Fri. Apr 26th, 2024

From raincoats to military tents to rain boots, water-repellent clothing is crucial in our day to day life. The available water repellent coatings though are said to having the tendency to accumulate in our bodies and therefore isn’t a safer option. Researchers for a long time have wanted to develop better water-repellent clothing substitutes which are safer than their existing counterparts. A new team at MIT has done just that. The team proposes a new coating that makes natural fabrics such as cotton and silk water repellent and is also quite safer.

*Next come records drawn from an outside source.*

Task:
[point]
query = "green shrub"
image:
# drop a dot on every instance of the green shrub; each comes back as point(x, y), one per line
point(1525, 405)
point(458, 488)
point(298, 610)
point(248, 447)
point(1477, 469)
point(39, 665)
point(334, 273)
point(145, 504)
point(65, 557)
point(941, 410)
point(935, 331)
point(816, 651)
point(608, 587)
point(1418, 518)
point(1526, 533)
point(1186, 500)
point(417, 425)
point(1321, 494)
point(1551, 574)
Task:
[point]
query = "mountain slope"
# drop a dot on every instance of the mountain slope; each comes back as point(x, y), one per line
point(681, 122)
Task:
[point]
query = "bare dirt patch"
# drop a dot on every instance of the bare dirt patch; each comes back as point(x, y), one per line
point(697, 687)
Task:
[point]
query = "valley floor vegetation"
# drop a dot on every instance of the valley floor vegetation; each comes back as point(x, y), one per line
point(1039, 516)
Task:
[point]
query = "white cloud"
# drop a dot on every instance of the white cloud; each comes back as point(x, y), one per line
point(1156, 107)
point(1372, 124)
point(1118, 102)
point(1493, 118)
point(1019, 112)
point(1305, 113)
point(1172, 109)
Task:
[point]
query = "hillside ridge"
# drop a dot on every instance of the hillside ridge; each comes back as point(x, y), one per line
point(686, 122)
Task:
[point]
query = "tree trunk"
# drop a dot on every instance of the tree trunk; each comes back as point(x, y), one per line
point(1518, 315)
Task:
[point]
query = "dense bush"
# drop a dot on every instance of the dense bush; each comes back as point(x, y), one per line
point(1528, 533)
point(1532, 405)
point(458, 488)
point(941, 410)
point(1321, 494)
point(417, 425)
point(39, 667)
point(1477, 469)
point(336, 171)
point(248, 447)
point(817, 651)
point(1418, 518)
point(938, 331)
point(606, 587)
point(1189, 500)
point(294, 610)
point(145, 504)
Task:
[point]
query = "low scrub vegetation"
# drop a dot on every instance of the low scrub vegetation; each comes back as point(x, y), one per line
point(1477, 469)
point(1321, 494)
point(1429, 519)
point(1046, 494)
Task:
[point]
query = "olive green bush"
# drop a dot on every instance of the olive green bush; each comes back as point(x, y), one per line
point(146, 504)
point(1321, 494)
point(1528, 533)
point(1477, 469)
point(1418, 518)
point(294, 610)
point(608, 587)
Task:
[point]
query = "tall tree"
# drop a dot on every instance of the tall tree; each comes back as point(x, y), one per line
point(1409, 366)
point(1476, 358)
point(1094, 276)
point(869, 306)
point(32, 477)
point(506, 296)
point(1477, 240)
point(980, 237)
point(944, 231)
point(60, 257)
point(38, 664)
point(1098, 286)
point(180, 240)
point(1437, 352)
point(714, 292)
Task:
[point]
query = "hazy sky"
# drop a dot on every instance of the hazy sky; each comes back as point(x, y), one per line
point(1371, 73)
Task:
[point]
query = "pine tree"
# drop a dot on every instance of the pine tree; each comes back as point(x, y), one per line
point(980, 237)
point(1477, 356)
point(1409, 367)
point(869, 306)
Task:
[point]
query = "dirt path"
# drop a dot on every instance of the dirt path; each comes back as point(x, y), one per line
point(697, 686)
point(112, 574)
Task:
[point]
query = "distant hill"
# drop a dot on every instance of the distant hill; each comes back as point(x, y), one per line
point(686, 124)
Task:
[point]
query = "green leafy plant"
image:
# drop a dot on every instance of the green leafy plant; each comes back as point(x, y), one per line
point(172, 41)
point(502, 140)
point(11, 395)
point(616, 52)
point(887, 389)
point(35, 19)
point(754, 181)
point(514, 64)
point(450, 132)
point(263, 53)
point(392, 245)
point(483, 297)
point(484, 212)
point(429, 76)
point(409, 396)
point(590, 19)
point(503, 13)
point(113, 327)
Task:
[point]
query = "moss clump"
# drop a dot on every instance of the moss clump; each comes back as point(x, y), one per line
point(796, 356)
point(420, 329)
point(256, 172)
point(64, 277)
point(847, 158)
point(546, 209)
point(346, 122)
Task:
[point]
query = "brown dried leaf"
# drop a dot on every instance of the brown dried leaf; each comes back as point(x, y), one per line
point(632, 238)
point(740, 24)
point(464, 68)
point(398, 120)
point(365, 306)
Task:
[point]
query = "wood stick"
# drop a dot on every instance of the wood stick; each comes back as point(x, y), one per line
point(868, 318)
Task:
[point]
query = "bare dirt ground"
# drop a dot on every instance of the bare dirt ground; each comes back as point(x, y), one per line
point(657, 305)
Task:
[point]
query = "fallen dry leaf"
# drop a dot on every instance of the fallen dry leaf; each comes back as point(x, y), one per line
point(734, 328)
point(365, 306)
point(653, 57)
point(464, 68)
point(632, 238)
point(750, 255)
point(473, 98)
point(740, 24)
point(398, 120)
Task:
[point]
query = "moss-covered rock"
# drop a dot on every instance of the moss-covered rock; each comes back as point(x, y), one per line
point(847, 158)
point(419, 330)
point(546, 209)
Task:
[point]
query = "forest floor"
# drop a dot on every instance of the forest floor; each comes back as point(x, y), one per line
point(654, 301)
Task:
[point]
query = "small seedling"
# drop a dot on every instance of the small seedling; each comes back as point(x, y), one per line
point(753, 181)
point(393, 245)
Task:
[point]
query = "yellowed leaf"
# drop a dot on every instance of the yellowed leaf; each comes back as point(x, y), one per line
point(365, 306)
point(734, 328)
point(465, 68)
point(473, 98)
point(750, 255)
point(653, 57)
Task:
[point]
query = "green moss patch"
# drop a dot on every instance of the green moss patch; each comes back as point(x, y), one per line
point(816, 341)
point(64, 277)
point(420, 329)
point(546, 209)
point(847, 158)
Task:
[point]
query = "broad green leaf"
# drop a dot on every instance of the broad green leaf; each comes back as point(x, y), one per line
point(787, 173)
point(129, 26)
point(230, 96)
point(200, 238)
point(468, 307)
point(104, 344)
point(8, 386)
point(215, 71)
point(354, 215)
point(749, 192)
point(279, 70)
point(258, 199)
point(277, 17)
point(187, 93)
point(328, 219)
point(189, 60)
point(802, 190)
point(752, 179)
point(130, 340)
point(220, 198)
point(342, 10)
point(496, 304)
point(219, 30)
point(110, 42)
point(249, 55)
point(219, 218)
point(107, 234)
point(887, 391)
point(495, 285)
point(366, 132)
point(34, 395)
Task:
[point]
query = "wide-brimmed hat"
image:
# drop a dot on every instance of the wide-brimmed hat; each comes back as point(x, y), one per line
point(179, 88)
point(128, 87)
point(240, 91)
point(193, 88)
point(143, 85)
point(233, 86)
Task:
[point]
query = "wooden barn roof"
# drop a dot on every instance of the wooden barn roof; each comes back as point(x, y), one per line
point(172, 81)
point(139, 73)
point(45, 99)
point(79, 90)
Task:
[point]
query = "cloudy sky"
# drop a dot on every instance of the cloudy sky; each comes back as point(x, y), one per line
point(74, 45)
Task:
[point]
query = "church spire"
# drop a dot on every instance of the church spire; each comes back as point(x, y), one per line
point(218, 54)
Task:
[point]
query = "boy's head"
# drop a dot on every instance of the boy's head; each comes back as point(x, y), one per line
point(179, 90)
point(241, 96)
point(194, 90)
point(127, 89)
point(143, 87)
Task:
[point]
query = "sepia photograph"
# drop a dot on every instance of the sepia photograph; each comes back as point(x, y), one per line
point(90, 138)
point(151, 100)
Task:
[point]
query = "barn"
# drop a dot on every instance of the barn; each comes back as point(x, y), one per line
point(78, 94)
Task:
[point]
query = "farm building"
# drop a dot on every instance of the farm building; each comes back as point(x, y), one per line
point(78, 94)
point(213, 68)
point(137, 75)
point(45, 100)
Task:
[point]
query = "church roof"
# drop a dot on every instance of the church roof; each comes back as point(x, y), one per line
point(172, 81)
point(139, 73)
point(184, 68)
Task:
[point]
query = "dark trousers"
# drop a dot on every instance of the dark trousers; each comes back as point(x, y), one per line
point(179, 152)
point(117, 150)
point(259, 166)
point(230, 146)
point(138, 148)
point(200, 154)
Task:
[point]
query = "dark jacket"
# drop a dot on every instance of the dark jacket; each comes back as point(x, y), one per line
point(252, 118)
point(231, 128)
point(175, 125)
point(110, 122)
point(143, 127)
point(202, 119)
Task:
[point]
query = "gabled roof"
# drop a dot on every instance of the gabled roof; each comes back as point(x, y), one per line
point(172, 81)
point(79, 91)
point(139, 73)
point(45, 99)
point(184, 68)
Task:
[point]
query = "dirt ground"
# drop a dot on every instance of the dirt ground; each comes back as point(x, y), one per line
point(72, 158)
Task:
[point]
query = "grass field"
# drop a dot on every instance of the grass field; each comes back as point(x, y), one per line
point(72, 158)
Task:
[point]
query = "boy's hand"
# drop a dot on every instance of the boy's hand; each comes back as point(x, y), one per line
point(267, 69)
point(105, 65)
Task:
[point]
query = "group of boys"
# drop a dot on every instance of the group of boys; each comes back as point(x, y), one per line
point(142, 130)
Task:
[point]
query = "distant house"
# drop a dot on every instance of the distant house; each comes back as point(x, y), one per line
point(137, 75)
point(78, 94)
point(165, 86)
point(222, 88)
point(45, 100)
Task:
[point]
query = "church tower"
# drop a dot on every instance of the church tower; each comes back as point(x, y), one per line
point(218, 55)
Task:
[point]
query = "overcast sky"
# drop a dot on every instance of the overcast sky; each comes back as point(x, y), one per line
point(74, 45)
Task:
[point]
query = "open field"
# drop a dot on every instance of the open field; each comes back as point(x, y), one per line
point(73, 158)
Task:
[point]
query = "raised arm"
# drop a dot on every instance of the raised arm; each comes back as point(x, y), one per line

The study was published recently in the journal Advanced Functional Materials and was written by Kripa Varanasi and Karen Gleason, both professors at MIT, Dan Soto former MIT postdoctoral student, and two others.

According to Varanasi, the alternative developed by the research team is much more superior than the conventional materials. “Most fabrics that say ‘water-repellent’ are actually water-resistant,” explains Varanasi. “If you’re standing out in the rain, eventually water will get through. Ultimately, “the goal is to be repellent — to have the drops just bounce back.” The new coating brings the team very close to achieving that goal. The coatings that are already available in the market are made up of long polymers with perfluorinated side-chains. They [coatings] are usually liquid-based and therefore the fabric should be first submerged in water and then dried off. The team at MIT developed a short-chain polymer and enhanced its hydrophobic tendencies. The process that they used, called initiated chemical vapor deposition (iCVD), helps develop a very fine thin coating and is not liquid based.

The process is versatile and proves useful on many fabrics like cotton, nylon, linen etc. but what’s surprising that it also works on materials which are not typically considered fabric, for example, paper. The process was tested on a variety of fabrics and also on different weave patterns of the same fabrics. The coated fabrics also underwent a lot of quality testing in MIT’s labs like a standard rain test. The coating repelled materials such as coffee, ketchup, sodium hydroxide and even acids and bases. When washed repeatedly to check if it would lead to the degradation of the coatings, the coating came out a super hero with no effect on its quality. It even stood strong in the face of serious abrasion tests. Even after 10,000 repetitions, the coating showed no wear and tear. But the researchers want us know that if the abrasion is too severe, “the fiber will be damaged, but the coating won’t”.